Woman Gives Birth To Twins From 2 Different Dads, Her Husband & Her Lover
Strait Herald, a Chinese newspaper, has reported on a Chinese woman and her birth of twins. The woman had an affair with another man, but in the end she could not hide it from her husband. No matter how much you hide and lie, the truth always comes out in the end. Sometimes the truth is found in unexpected ways. Every action has consequences, and this woman has learned that the hard way.
After the news was published, the couple went to the local police station to register the twins in the system. Xiaolong, her husband’s pseudonym, was shocked to discover that the twins were not identical. One of them didn’t look like her husband. Police requested a DNA test, and Xiaolong’s suspicions were confirmed. The twins had two fathers, DNA evidence showed.
Mr. Zhang, the director of the Fujian Zhengtai Forensic Identification Centre, expressed the anger of fathers when the results came back. The mother accused him of falsifying the results and confessed to having slept with the man. The father refused to raise the babies, not his daughter, according to a newspaper article. The couple now live in Xiamen.
This may seem impossible, but it is actually a rare phenomenon known as heteroternal superficiality. It happens when a woman has sexual intercourse with two men within a day or days of ovulation.

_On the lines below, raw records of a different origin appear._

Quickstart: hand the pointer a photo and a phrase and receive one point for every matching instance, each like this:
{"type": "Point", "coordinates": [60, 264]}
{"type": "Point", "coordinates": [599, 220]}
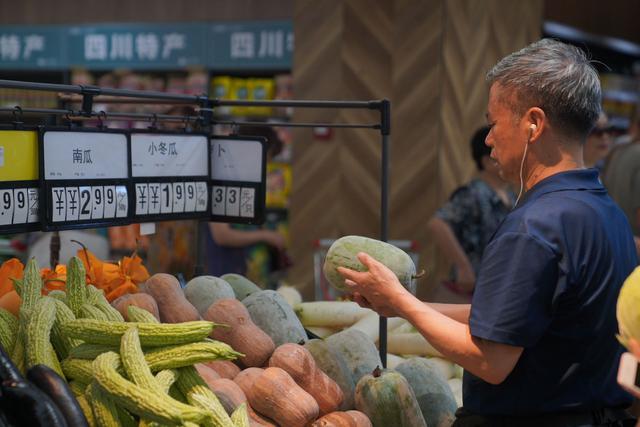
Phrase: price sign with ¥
{"type": "Point", "coordinates": [170, 174]}
{"type": "Point", "coordinates": [85, 178]}
{"type": "Point", "coordinates": [19, 184]}
{"type": "Point", "coordinates": [238, 179]}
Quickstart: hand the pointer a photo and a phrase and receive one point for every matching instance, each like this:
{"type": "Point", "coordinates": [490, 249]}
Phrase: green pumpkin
{"type": "Point", "coordinates": [388, 400]}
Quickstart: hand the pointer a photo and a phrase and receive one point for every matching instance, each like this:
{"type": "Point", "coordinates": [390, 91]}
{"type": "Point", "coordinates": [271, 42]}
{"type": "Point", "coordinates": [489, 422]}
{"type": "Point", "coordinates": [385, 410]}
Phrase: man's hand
{"type": "Point", "coordinates": [378, 288]}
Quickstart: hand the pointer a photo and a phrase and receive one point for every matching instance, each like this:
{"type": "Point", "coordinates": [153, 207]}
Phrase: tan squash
{"type": "Point", "coordinates": [140, 299]}
{"type": "Point", "coordinates": [299, 363]}
{"type": "Point", "coordinates": [242, 334]}
{"type": "Point", "coordinates": [224, 368]}
{"type": "Point", "coordinates": [231, 396]}
{"type": "Point", "coordinates": [172, 304]}
{"type": "Point", "coordinates": [276, 395]}
{"type": "Point", "coordinates": [247, 377]}
{"type": "Point", "coordinates": [343, 419]}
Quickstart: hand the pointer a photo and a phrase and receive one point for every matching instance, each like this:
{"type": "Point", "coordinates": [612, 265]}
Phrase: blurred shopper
{"type": "Point", "coordinates": [464, 225]}
{"type": "Point", "coordinates": [621, 176]}
{"type": "Point", "coordinates": [598, 143]}
{"type": "Point", "coordinates": [538, 341]}
{"type": "Point", "coordinates": [228, 245]}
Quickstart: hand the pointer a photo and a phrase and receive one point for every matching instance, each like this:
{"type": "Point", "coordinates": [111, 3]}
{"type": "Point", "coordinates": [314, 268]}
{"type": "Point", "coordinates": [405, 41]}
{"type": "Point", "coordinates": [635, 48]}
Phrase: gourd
{"type": "Point", "coordinates": [276, 395]}
{"type": "Point", "coordinates": [247, 377]}
{"type": "Point", "coordinates": [224, 368]}
{"type": "Point", "coordinates": [271, 313]}
{"type": "Point", "coordinates": [298, 362]}
{"type": "Point", "coordinates": [242, 287]}
{"type": "Point", "coordinates": [202, 291]}
{"type": "Point", "coordinates": [141, 300]}
{"type": "Point", "coordinates": [358, 351]}
{"type": "Point", "coordinates": [437, 402]}
{"type": "Point", "coordinates": [242, 334]}
{"type": "Point", "coordinates": [334, 365]}
{"type": "Point", "coordinates": [343, 419]}
{"type": "Point", "coordinates": [388, 400]}
{"type": "Point", "coordinates": [343, 253]}
{"type": "Point", "coordinates": [172, 304]}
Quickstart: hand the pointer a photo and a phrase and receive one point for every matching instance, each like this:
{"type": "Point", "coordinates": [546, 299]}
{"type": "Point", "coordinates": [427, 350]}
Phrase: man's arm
{"type": "Point", "coordinates": [448, 243]}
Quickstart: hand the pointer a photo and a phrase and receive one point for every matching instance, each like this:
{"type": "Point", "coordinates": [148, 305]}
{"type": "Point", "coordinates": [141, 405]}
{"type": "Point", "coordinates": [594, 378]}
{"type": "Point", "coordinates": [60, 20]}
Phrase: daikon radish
{"type": "Point", "coordinates": [370, 325]}
{"type": "Point", "coordinates": [332, 314]}
{"type": "Point", "coordinates": [410, 343]}
{"type": "Point", "coordinates": [393, 360]}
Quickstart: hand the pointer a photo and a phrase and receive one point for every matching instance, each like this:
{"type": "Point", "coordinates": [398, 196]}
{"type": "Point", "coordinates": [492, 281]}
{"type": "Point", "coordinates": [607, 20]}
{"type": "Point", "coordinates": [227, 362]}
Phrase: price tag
{"type": "Point", "coordinates": [19, 185]}
{"type": "Point", "coordinates": [170, 172]}
{"type": "Point", "coordinates": [238, 188]}
{"type": "Point", "coordinates": [86, 178]}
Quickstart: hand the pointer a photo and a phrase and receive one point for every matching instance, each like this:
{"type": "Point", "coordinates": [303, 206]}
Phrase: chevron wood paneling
{"type": "Point", "coordinates": [429, 58]}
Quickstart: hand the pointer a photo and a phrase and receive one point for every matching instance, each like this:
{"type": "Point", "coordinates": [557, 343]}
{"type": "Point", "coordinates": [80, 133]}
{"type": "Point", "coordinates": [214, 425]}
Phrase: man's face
{"type": "Point", "coordinates": [506, 137]}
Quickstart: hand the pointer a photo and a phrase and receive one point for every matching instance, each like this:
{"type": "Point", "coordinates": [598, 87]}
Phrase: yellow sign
{"type": "Point", "coordinates": [18, 155]}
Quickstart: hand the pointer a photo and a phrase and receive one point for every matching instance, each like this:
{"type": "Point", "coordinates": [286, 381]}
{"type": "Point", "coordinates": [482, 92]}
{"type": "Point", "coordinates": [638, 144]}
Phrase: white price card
{"type": "Point", "coordinates": [110, 201]}
{"type": "Point", "coordinates": [156, 155]}
{"type": "Point", "coordinates": [6, 207]}
{"type": "Point", "coordinates": [21, 205]}
{"type": "Point", "coordinates": [97, 207]}
{"type": "Point", "coordinates": [85, 155]}
{"type": "Point", "coordinates": [236, 160]}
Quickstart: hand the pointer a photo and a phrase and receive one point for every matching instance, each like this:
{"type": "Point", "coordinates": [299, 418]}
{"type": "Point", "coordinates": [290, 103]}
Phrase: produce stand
{"type": "Point", "coordinates": [54, 192]}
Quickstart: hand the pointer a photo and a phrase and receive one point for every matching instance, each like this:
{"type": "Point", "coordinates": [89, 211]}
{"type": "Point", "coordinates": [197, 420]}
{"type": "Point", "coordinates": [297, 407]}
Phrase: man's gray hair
{"type": "Point", "coordinates": [556, 77]}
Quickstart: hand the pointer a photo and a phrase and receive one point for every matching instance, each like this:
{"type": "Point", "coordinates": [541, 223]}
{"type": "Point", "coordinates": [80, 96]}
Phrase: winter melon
{"type": "Point", "coordinates": [343, 253]}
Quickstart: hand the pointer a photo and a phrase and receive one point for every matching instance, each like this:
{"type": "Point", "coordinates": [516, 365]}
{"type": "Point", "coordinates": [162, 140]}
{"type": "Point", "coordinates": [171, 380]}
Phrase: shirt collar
{"type": "Point", "coordinates": [577, 179]}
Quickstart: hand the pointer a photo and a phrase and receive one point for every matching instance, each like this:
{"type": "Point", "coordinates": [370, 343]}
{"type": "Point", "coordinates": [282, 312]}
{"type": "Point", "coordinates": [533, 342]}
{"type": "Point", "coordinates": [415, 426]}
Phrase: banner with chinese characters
{"type": "Point", "coordinates": [85, 178]}
{"type": "Point", "coordinates": [264, 45]}
{"type": "Point", "coordinates": [170, 175]}
{"type": "Point", "coordinates": [19, 185]}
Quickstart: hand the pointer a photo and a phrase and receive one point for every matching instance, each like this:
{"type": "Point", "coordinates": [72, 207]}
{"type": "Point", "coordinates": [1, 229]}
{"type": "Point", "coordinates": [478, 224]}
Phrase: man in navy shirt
{"type": "Point", "coordinates": [538, 341]}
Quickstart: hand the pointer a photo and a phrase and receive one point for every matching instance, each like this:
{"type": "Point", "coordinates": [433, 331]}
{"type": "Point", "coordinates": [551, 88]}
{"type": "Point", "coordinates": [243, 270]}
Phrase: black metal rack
{"type": "Point", "coordinates": [206, 120]}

In some cases it can happen the day after the first egg is fertilized, but these cases are rare. If she ovulates before pregnancy, after sexual intercourse, the sperm can fertilize the egg. She may also become pregnant if she is pregnant by a first man. The two babies can develop at different rates.
Animals such as dogs, cats, cows and rodents are more likely to experience this phenomenon if they have more than one partner. Key factors include infidelity and promiscuity. A 1993 study showed that at least one in twelve identical twins (DZ twins) had maternity after a superficiality.
Another study claims that one in every four hundred twins in the US is born with two parents, and that 24% of paternity claims are caused by heteroparental or superficial fertilization, as reported in a 1992 study. This figure is thought to be much higher because most paternity claims have never been discovered, meaning many people do not need legal advice.